En cas d’erreur du contribuable et s’il s’agit du premier manquement, celui-ci n’est plus sanctionné. Pour les autres contribuables, la condition pour bénéficier du droit à l’erreur fiscal et du rabais sur les intérêts de retard sera une question de bonne foi.

Avant la création de la loi, les intérêts de retard appliqués en cas d’erreur de déclaration concernaient 100 % de la somme concernée, sans prendre en compte le caractère non intentionnel de la faute. À présent, si l’administration fiscale relève une erreur involontaire dans le cadre d’un contrôle, les intérêts de retard seront réduits de 30 %. Le rabais n’est valable que si le contribuable soumet une déclaration complémentaire dans les 30 jours qui suivent sa 1ère déclaration, et qu’il s’acquitte de toutes les sommes dues.

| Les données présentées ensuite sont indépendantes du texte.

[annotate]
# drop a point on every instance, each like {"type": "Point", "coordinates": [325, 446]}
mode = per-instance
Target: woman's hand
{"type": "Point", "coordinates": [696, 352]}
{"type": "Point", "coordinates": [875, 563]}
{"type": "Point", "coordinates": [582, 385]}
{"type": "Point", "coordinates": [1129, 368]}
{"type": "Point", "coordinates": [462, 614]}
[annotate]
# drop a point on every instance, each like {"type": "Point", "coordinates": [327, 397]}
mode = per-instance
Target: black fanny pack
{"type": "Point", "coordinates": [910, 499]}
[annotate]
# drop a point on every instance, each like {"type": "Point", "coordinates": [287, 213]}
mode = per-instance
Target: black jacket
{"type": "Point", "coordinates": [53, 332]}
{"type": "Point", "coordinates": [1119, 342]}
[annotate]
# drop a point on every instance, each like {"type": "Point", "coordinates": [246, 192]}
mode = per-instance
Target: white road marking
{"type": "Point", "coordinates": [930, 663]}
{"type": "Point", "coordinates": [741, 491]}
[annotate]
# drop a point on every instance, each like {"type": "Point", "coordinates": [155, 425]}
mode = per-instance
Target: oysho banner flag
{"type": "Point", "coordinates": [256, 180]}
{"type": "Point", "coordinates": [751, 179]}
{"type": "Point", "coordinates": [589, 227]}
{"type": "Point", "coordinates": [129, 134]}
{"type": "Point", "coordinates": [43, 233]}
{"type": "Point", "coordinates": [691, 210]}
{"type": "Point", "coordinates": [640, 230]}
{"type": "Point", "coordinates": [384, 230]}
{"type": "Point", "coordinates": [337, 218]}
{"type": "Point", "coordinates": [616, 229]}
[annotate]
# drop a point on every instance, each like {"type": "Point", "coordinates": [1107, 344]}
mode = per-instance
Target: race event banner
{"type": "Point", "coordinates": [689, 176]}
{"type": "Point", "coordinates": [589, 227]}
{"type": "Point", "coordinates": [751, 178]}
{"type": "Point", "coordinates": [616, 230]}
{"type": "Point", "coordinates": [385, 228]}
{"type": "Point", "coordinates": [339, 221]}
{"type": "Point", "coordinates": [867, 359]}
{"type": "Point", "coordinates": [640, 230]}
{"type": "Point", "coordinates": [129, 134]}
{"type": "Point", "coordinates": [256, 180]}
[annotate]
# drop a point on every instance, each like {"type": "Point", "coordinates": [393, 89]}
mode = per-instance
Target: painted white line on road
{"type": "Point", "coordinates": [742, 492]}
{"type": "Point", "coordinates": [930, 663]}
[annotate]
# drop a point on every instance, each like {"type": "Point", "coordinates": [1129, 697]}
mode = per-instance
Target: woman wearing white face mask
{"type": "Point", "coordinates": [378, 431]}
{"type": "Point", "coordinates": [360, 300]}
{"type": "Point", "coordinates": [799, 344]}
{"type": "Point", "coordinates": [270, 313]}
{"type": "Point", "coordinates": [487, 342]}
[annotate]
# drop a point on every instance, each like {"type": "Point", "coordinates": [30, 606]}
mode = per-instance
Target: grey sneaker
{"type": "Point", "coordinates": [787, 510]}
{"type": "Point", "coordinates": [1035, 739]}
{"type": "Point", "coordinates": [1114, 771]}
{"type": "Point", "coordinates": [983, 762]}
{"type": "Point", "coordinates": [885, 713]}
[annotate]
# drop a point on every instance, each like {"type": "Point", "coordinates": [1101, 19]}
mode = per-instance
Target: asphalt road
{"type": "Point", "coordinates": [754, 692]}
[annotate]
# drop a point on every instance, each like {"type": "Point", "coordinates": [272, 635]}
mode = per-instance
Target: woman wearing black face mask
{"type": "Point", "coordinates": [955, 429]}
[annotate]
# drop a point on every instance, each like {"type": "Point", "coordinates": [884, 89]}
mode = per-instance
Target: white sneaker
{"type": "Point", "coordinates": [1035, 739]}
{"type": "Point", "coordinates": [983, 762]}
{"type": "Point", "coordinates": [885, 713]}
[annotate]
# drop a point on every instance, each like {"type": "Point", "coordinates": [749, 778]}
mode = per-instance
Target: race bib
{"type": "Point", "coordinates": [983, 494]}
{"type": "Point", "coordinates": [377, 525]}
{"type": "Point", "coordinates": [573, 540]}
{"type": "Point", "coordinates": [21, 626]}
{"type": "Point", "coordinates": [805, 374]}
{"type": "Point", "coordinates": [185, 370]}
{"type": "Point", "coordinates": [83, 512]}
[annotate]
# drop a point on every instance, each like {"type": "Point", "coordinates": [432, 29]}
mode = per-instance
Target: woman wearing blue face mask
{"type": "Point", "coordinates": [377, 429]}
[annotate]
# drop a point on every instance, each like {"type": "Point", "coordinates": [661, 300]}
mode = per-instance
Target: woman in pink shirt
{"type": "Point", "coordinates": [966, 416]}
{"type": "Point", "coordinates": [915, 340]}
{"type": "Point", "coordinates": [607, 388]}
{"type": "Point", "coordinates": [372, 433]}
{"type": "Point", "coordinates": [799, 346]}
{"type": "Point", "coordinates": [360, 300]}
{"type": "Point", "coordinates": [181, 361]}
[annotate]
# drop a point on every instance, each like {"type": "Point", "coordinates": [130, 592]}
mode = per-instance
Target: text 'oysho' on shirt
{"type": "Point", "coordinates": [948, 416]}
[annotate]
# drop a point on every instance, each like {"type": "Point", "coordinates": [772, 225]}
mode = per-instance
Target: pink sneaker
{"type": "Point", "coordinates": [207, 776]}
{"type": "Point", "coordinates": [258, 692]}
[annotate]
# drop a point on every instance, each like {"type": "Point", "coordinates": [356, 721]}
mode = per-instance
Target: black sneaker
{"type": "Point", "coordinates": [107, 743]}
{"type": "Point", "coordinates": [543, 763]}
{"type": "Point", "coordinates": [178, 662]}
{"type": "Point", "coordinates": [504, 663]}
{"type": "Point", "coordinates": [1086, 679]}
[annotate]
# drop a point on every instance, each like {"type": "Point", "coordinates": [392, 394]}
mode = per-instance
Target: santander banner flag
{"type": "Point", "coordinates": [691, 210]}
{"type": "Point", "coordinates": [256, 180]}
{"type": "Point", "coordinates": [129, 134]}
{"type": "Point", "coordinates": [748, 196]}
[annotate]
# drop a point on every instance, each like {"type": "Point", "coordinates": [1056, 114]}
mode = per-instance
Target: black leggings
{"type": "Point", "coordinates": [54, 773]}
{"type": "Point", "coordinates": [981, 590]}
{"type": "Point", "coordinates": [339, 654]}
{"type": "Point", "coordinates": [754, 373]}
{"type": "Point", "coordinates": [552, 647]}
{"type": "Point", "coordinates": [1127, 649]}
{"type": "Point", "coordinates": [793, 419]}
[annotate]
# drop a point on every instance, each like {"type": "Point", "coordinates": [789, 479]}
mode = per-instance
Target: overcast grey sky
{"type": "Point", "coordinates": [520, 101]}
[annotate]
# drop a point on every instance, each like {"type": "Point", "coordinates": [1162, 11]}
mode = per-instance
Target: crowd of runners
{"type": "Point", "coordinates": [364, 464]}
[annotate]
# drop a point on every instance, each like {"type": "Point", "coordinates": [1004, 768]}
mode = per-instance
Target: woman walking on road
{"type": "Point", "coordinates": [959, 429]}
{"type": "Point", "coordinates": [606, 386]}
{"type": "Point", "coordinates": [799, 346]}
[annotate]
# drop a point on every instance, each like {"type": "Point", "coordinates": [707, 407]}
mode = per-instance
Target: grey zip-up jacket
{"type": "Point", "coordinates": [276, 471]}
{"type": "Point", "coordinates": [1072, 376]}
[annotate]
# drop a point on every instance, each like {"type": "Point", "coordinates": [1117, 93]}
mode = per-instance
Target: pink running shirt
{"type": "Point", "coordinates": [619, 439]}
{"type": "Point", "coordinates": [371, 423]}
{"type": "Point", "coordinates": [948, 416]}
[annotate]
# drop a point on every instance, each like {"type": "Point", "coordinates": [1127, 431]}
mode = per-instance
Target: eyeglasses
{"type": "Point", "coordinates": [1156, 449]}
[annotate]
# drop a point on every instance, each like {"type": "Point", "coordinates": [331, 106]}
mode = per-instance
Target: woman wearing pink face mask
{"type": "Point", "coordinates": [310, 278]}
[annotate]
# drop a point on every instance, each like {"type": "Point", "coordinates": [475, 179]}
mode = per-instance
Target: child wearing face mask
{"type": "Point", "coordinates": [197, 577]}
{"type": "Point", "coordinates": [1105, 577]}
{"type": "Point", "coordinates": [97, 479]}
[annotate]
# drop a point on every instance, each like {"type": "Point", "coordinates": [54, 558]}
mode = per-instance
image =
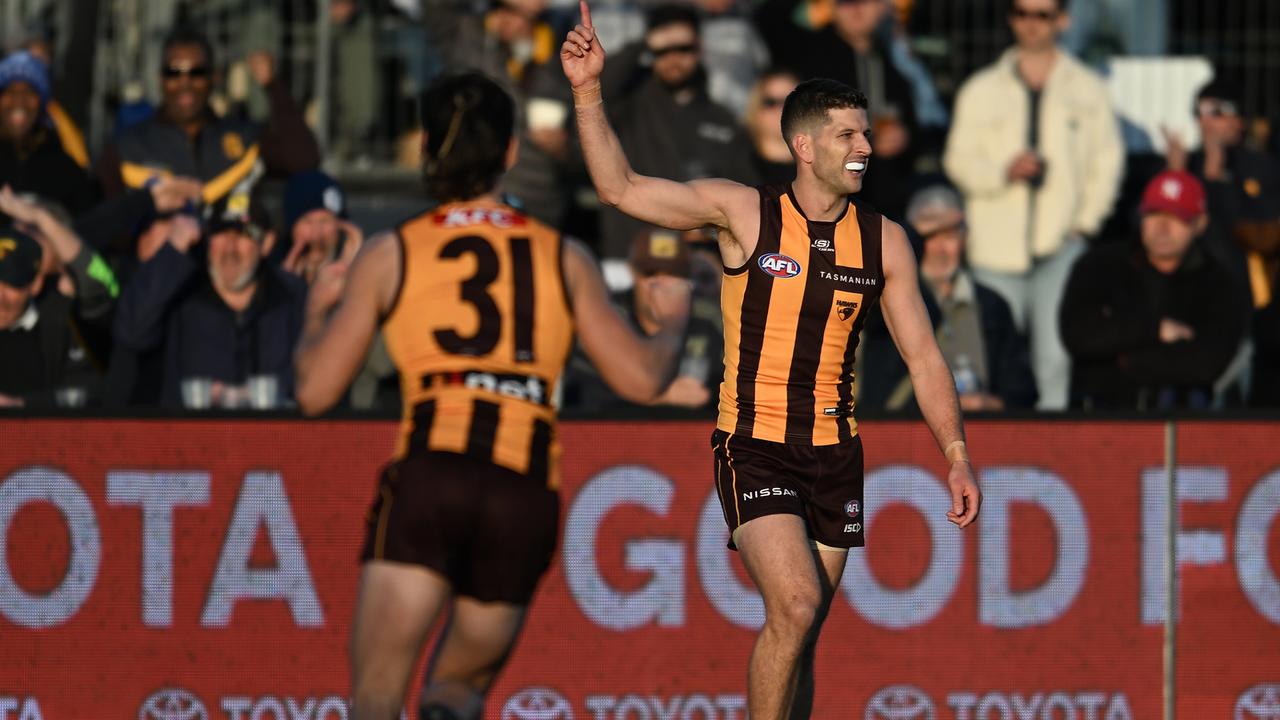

Si le contribuable signale son erreur et la rectifie de son propre gré, les intérêts de retard sont minorés de 50 %. Pour bénéficier de ce rabais, le contribuable doit envoyer sa déclaration rectificative avant de faire l’objet d’un contrôle fiscal, et sans qu’il s’agisse d’une demande de l’administration. Par ailleurs, les démarches doivent être entreprises avant l’expiration du délai de reprise. L’obtention du rabais est également soumise au paiement de l’impôt dans son intégralité.

La loi prévoit toutefois quelques exceptions à ce droit à l’erreur. En cas de récidive de la part d’un contribuable, l’erreur est considérée comme intentionnelle : aucun rabais n’est alors appliqué sur les intérêts de retard qui s’appliquent à 100 %. Il en va de même, bien entendu, pour les cas de fraude fiscale avérés.